Concernant le fonctionnement professionnel, Sanchez et Moreno (2009) rappellent que le trouble bipolaire entravent également considérablement les performances des patients dans le domaine professionnel avec une inactivité pour environ la moitié des patients bipolaires (2). Dans l’étude de Morselli et al (2003) de la GAMIAN Europe (Global Alliance of Mental Ilness Advocacy Networks Europe) et sur 968 patients de 8 pays Européens, les auteurs retrouvent un pourcentage 21,5% de patients étant au

chômage ou travaillant de manière bénévole et un nombre de patients en temps partiels entre 27% et 56%. Parmi cette population, entre 13 à 34% déclarent présenter des difficultés dans leur profession(124).

Enfin, le trouble a également un impact sur le fonctionnement familial. Dans une étude australienne en population générale sur 10641 individus les auteurs retrouvent une proportion significativement supérieure d’individus séparés, divorcés ou veufs (125).
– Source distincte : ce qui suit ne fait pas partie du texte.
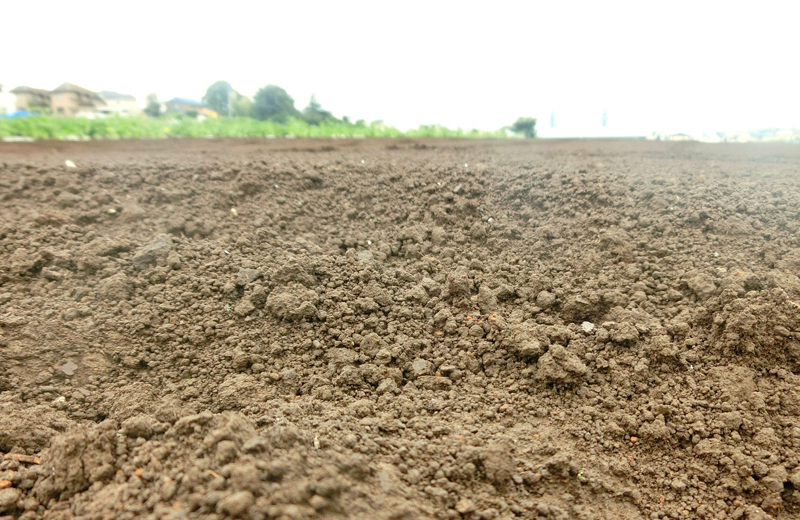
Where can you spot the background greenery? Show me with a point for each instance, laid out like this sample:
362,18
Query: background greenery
48,127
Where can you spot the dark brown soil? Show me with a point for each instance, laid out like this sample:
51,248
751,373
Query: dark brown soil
399,329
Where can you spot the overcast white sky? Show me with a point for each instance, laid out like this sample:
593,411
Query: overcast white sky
673,66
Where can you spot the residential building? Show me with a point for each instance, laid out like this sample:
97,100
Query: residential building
120,104
31,99
70,100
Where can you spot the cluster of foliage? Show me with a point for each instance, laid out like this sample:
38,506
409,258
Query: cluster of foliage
525,126
46,127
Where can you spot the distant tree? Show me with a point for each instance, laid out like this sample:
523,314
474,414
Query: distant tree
220,97
241,106
153,108
314,114
272,102
525,126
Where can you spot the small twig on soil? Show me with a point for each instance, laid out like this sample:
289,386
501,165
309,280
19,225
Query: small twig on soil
29,459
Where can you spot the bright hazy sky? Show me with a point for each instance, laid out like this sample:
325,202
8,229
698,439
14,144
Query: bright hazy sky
667,65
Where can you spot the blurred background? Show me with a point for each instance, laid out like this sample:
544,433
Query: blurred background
704,70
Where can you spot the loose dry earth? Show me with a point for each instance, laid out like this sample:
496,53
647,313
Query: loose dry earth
399,330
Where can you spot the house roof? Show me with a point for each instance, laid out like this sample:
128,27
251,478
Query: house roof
70,87
107,94
30,90
186,101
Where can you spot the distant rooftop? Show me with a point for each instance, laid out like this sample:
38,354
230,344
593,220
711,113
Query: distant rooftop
71,87
31,90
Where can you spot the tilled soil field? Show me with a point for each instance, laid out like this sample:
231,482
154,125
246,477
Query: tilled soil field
399,329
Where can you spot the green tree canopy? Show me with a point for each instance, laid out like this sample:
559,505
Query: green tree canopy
221,98
272,102
525,126
241,106
314,114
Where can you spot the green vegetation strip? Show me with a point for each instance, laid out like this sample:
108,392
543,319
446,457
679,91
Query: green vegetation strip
43,127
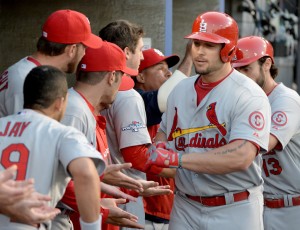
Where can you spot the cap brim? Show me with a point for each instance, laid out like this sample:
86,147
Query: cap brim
93,41
129,71
208,37
126,83
172,60
241,63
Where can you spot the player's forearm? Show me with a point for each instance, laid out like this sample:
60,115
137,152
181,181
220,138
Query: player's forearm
236,156
87,189
273,142
168,173
160,136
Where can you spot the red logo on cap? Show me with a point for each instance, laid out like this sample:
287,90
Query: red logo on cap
256,120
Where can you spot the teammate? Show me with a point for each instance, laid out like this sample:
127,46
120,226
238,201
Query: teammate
100,74
65,34
34,136
127,135
281,165
215,125
153,72
18,200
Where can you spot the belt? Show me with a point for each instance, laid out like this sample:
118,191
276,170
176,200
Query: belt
279,203
218,200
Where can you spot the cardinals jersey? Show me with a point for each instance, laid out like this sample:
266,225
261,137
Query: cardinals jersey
42,148
234,109
79,116
11,86
126,126
281,168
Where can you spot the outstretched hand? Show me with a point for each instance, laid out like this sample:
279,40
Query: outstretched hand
152,188
12,191
163,156
114,176
31,210
118,216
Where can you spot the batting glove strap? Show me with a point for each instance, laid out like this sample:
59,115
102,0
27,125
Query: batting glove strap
91,226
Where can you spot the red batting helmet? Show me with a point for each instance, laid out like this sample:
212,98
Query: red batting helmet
217,27
250,49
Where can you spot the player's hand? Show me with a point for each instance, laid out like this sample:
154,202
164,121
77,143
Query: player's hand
158,190
162,156
12,191
31,210
114,176
116,192
152,188
118,216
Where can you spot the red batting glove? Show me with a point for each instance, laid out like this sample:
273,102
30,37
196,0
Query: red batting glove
161,156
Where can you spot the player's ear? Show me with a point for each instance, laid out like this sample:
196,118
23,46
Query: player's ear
140,78
70,50
111,78
127,52
267,64
59,104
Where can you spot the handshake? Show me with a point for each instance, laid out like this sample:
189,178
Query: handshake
161,155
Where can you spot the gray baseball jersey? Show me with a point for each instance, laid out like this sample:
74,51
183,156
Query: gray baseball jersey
126,126
235,109
79,116
11,86
281,168
42,148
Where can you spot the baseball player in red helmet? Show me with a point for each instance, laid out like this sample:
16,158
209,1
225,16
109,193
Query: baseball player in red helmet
65,34
34,136
281,165
215,125
127,133
101,73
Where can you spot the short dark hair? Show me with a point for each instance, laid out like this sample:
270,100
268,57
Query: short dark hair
90,78
50,48
42,86
122,33
273,69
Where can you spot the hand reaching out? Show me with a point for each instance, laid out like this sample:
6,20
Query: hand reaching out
118,216
12,191
114,176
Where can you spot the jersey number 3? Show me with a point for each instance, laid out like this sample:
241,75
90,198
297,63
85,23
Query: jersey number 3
22,154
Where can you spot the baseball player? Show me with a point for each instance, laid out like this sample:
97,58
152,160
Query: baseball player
34,136
215,125
100,75
65,34
126,128
18,200
281,165
153,72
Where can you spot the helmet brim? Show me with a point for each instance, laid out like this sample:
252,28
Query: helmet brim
208,37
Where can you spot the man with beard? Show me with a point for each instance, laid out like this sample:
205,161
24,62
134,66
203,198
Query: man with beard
281,167
65,35
215,125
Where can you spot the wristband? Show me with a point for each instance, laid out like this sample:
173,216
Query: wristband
179,160
91,226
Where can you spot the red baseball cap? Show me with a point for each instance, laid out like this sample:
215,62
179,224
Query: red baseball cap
109,57
70,27
154,56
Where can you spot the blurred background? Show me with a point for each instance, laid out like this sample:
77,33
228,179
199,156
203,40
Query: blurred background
165,22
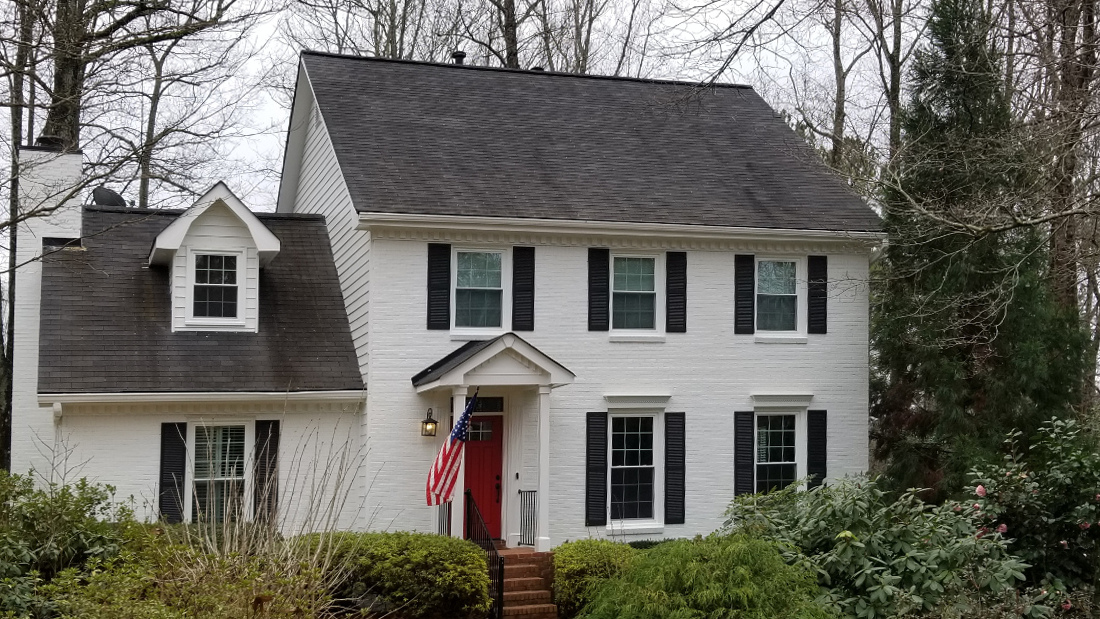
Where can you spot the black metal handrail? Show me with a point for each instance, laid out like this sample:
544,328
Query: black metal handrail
528,517
477,532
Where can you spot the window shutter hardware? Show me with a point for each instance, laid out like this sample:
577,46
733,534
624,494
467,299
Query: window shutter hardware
675,307
744,294
744,461
817,295
523,288
173,472
598,288
439,286
595,478
674,468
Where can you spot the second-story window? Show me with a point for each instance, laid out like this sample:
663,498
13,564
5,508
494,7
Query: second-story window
479,289
777,296
634,293
215,286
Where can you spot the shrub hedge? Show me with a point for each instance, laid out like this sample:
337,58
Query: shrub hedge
413,574
719,577
581,566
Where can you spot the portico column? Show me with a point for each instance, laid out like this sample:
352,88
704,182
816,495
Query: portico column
458,499
542,543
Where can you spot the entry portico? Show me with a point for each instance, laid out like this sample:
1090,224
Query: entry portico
520,377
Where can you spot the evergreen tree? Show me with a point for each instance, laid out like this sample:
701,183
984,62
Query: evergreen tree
967,339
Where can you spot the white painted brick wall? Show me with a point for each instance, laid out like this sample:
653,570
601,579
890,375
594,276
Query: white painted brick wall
710,372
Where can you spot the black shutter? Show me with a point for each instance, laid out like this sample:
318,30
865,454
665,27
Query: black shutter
817,293
744,463
595,478
744,294
173,471
523,288
816,446
439,286
675,309
598,288
674,464
265,472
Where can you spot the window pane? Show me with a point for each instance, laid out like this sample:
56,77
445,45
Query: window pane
634,310
776,277
479,269
634,274
477,308
631,493
777,312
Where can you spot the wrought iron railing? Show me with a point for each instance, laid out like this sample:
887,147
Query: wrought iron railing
528,517
444,519
477,532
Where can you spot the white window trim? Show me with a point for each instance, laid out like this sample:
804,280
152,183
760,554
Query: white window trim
655,334
216,323
476,332
799,335
800,440
250,442
639,526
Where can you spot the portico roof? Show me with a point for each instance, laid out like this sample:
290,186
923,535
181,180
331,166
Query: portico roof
506,360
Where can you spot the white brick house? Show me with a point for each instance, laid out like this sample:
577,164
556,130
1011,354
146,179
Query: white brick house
657,289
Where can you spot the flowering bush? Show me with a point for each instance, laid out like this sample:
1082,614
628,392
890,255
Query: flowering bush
881,557
1048,500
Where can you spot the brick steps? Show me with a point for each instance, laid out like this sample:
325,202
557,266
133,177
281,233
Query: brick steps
528,576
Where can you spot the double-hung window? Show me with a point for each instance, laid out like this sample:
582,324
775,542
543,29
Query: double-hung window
634,293
776,452
215,294
633,473
479,289
777,295
219,473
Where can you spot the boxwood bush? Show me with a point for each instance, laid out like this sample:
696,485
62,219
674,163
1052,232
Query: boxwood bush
581,566
719,577
411,574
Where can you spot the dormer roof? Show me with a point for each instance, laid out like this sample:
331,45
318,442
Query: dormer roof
168,241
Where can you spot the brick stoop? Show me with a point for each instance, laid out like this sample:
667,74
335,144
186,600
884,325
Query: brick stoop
528,577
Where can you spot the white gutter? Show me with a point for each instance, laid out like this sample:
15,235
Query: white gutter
375,220
155,397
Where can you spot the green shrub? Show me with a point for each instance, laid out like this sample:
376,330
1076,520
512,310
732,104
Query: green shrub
581,566
1048,501
721,577
416,574
882,557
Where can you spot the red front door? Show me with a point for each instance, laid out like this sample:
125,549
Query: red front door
484,466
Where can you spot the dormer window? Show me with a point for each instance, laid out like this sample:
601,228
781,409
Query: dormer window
215,252
215,286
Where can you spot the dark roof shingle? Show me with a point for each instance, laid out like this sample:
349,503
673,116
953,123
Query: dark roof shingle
426,139
107,318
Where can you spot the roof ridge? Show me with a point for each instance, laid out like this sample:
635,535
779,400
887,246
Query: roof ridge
529,72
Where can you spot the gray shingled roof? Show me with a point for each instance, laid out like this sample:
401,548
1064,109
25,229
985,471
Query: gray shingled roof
106,317
417,137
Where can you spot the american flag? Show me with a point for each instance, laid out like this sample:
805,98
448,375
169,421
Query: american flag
444,471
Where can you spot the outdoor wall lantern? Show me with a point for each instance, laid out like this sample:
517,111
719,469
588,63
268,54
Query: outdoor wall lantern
428,426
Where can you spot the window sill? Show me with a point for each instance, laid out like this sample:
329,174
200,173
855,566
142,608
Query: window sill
471,335
781,339
639,528
637,338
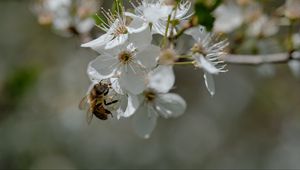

Des résultats similaires sont retrouvés dans l’étude épidémiologique en population américaine de Judd et al en 2003 sur 18252 individus. Les patients ayant présenté des symptômes maniaques, hypomaniaques ou sub syndromiques de manie sur leur vie entière souffraient significativement plus d’un mauvais fonctionnement dans le domaine familial (proportion de divorce, de séparation, de veuvage ou patients jamais mariés). A titre d’exemple, on retrouvait une proportion de divorce chez 15% des patients ayant présenté des symptômes hypomaniaques contre seulement 7% chez les patients n’ayant jamais souffert de pathologie psychiatrique (126). L’impact de la maladie est également marqué pour l’entourage des patients bipolaires qui doivent faire face aux conséquences de la maladie. Dans l’étude de Dore & Romans (2001) avec un suivi longitudinal des aidants sur 2 ans ,92% des membres de l’entourage ont déclaré avoir eu des difficultés à conserver l’équilibre de leurs relations sentimentales en lien avec le trouble et pour 39% les difficultés persistaient même en dehors des épisodes thymiques (127). L’impact sur le plan familial a également son importance et se révèle être complexe comme le soulignent K.M Bailara et C Gay (Famille et trouble bipolaire ; Les troubles bipolaires, Lavoisier, 2015). En effet, via le concept d’émotion exprimée qui serait présent de manière plus important dans les familles de patients bipolaires (128), des études ont mis en évidence que celui ci pouvait être un facteur influençant l’évolution du trouble et notamment la précipitation des rechutes thymiques (129).

Enfin, depuis plusieurs années, des travaux ont mis en évidence le lien étroit entre les déficits cognitifs entrainés par la maladie bipolaire et la notion de récupération fonctionnelle des patients. Martinez Aran et al (2011) rappellent qu’à distance des épisodes thymiques, les patients peuvent souffrir de troubles neurocognitifs dans des domaines comme l’attention, la mémoire verbale et les fonctions exécutives. Ces dysfonctions cognitives peuvent représenter une entrave à la rémission fonctionnelle des patients bipolaires (130).